Im struggling to sell my TTS too, similar views on autotrader. Annoying as i have another car lined up. Just dropped the price on mine Aswell


----------



## darren7 (Nov 12, 2009)

A lot of people I talk to, they just talk how they would like a TDI and tune it, and still get 50mpg, because of the mikes they do, I here lots of talk of just MPG now.


----------



## ian222 (May 4, 2007)

I think finance is a big thing and I doubt many people have 17k spare to cash out on a car, I would have loved a tts but outta my price range maybe in a couple of years time. Good luck with it though, nice car.


----------



## DavidUKTTS (Jul 8, 2014)

ian222 said:


> I think finance is a big thing and I doubt many people have 17k spare to cash out on a car, I would have loved a tts but outta my price range maybe in a couple of years time. Good luck with it though, nice car.


I bought mine for cash a month ago at £28,700. But you're right, all the dealers expected me to want finance as that's the "norm". Some even insisted they go through the reasons I'd be better off with it... yawn. If they earn from selling it THEY'RE better off, not me! :roll:

Anyway, there are still some cash buyers out here. Plus, buyers can get good personal loan rates up to £14,999 from the likes of the Nationwide B.Soc. (5.9% APR). A little higher over £15,000.

:wink:


----------



## debonair (Jun 5, 2014)

dan_saviola said:


> We buy are saying 17k


Do you have your next car in mind? If so what part ex prices are you getting? Don't necessarily think the first price you're given is the benchmark, I had vast differences in prices for my trade in. It depends on the circumstances of the particular trader you want to buy from against the car you want as to what movement they have on a part ex. I got £1k more for my part ex than We Buy were offering, other traders were offering as much as £3k less. Shop around, you may be surprised like I was!


----------



## debonair (Jun 5, 2014)

TTSam said:


> debonair said:
> 
> 
> > If you car was a different colour I'd snap it up, unfortunately Silver's just not for me.
> ...


I would if I wanted a roadster but it's a coupe I'm after :?


----------



## TTSam (Dec 12, 2013)

No no no no no, roadster is much better


----------



## TTSam (Dec 12, 2013)

dan_saviola said:


> We buy are saying 17k


We buy offered me just under £16k, trade in is stupidly low


----------



## Snappy79 (Dec 23, 2012)

If you sell and buy in the same market, there should not be a problem.

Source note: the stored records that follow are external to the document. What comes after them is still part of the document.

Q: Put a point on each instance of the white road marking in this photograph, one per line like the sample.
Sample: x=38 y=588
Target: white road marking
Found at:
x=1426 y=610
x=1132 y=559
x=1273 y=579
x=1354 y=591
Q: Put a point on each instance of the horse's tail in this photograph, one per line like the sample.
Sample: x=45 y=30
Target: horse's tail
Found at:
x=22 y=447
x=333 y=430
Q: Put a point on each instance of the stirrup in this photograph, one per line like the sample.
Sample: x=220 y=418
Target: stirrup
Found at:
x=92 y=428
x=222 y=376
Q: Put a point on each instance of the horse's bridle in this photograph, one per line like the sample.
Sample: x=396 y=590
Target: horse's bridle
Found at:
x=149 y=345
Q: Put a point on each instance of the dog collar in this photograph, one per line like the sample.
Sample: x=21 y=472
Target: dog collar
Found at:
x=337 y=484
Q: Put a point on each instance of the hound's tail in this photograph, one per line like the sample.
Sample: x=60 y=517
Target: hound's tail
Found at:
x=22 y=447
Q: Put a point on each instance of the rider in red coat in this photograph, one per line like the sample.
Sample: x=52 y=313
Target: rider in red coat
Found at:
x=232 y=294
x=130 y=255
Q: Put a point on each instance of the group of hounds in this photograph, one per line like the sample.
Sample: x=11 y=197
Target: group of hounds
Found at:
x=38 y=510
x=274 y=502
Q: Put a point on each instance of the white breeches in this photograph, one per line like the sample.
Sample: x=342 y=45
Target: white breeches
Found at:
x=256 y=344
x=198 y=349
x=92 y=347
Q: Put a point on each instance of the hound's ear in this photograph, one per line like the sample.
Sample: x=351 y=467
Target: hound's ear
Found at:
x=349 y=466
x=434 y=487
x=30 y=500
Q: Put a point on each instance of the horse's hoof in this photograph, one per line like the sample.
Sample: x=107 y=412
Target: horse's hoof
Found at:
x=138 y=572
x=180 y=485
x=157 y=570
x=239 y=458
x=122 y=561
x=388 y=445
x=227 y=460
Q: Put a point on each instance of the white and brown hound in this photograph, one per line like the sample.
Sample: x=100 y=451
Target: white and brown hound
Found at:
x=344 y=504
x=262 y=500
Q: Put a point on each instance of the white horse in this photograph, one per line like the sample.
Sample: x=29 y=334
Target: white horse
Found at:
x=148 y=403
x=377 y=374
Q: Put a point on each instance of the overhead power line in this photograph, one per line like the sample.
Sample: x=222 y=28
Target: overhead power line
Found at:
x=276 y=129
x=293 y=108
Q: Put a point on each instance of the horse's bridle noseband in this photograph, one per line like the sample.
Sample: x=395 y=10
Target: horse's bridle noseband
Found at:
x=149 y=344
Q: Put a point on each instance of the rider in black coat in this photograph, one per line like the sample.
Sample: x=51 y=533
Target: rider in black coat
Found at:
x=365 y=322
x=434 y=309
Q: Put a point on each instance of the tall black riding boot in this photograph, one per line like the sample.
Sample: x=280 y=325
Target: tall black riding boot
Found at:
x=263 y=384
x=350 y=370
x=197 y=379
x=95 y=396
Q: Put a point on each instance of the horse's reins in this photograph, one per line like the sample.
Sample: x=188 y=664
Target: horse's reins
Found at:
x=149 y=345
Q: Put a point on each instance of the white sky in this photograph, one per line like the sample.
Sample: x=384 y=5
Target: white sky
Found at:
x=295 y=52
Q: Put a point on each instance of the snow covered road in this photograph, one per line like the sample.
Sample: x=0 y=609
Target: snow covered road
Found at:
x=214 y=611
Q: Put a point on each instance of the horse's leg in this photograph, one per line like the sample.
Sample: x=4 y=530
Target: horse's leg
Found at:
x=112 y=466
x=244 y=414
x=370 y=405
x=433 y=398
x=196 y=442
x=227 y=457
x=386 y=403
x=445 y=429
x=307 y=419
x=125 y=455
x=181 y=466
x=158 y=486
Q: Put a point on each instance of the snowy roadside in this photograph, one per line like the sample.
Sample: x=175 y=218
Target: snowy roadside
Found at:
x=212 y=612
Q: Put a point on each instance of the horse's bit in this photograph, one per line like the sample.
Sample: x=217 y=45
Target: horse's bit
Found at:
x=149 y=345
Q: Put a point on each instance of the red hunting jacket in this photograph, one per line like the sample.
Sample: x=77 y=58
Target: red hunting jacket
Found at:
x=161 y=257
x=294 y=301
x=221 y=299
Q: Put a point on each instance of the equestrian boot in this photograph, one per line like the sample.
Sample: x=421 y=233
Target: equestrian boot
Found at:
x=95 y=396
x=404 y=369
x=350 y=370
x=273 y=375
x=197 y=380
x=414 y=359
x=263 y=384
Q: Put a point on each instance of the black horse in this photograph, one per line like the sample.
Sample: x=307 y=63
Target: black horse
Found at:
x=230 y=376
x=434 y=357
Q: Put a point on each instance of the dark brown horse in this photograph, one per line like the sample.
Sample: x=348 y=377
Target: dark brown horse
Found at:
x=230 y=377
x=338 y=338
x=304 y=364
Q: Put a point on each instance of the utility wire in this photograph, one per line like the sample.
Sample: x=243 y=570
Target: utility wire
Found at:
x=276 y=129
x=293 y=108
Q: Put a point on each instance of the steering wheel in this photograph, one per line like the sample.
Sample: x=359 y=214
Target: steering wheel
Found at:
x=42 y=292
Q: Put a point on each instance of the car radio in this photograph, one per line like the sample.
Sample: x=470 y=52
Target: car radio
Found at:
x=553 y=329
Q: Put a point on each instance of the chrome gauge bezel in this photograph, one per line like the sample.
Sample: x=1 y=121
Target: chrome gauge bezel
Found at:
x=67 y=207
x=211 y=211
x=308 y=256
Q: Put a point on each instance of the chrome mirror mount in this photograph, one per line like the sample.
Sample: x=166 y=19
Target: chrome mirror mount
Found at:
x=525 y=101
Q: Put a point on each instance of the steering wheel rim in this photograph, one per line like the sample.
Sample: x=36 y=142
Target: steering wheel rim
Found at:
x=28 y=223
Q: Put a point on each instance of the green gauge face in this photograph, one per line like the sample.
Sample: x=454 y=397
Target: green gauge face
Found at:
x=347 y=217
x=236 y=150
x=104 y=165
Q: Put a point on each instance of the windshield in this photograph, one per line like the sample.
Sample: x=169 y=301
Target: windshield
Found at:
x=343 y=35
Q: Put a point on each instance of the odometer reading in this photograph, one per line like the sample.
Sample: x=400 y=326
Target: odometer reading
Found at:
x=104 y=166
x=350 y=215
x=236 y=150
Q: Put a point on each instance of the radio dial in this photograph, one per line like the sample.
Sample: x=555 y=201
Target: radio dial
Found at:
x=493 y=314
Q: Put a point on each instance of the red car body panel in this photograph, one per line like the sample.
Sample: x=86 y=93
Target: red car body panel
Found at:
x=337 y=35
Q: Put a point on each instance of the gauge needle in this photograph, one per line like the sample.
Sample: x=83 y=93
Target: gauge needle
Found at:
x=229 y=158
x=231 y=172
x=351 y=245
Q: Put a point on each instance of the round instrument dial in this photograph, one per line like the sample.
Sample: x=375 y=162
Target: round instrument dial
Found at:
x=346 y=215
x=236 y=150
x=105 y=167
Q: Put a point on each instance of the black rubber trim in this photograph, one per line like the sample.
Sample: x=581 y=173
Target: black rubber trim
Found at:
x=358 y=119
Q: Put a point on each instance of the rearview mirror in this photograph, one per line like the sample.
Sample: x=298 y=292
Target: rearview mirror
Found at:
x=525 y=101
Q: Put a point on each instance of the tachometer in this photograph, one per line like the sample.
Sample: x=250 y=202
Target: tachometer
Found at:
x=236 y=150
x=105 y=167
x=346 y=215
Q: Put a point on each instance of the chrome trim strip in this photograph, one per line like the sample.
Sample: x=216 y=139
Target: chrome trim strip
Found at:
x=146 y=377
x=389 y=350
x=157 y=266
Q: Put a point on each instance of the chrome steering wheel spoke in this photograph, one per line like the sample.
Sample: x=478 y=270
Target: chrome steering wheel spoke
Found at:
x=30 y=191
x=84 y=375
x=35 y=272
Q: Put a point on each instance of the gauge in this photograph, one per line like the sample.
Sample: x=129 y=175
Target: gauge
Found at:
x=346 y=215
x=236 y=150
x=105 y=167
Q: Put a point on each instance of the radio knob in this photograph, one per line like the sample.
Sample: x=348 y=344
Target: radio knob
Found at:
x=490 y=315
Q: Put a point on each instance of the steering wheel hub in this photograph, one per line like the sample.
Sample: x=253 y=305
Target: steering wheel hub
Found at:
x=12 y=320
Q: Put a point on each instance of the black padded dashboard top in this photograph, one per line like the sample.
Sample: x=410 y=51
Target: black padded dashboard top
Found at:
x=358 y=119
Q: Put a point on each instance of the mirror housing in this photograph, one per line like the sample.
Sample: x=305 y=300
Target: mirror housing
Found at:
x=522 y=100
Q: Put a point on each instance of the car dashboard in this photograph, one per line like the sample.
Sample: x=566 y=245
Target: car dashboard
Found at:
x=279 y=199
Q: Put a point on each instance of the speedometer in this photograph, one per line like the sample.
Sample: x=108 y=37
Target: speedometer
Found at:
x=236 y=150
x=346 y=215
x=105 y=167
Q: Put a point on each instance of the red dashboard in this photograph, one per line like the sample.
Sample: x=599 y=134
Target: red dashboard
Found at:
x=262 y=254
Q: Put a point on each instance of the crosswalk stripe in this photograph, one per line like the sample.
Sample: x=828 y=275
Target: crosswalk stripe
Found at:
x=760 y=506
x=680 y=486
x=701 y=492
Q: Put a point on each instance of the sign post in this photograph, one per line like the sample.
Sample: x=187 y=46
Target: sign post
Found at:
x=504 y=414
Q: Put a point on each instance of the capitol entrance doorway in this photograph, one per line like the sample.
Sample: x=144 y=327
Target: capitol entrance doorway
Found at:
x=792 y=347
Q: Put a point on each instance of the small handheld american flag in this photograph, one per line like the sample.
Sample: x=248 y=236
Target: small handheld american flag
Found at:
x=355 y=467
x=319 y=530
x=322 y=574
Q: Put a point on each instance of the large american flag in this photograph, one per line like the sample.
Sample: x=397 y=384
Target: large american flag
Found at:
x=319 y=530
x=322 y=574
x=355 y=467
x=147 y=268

You get less for your car, but you also pay less for you next car. If you trade up, you would propably be better off today, compared to last year.

Let say cars retails 20% less than a year ago. You looking at cars that cost 40k last year. These will set you back 32k today. You sell your car today for 16k. The difference last year was 20k. Today it is 16k. 4k saved for you.


----------



## ollyrayns (Jul 15, 2014)

I bought my TTS two weeks ago for 23,500 cash from a private seller.. It still has two months warranty on it though. I now have a Megane R26 on the drive that needs selling though [UNAMUSED FACE]


----------



## jc74 (Jul 6, 2014)

Why does everyone seem to be selling TTSs only now? I only bought a few weeks ago and was having trouble finding a car of the right spec I wanted!! I ended up buying used approved and even had to get parking sensors retro fitted!


----------



## Davio (Jul 31, 2012)

Clearly a few factors impacting on selling time, I've had the RS up for just under 4 weeks and very little interest; 2 part ex offers despite the ad saying "no Part ex thanks" and a few other cheeky offers.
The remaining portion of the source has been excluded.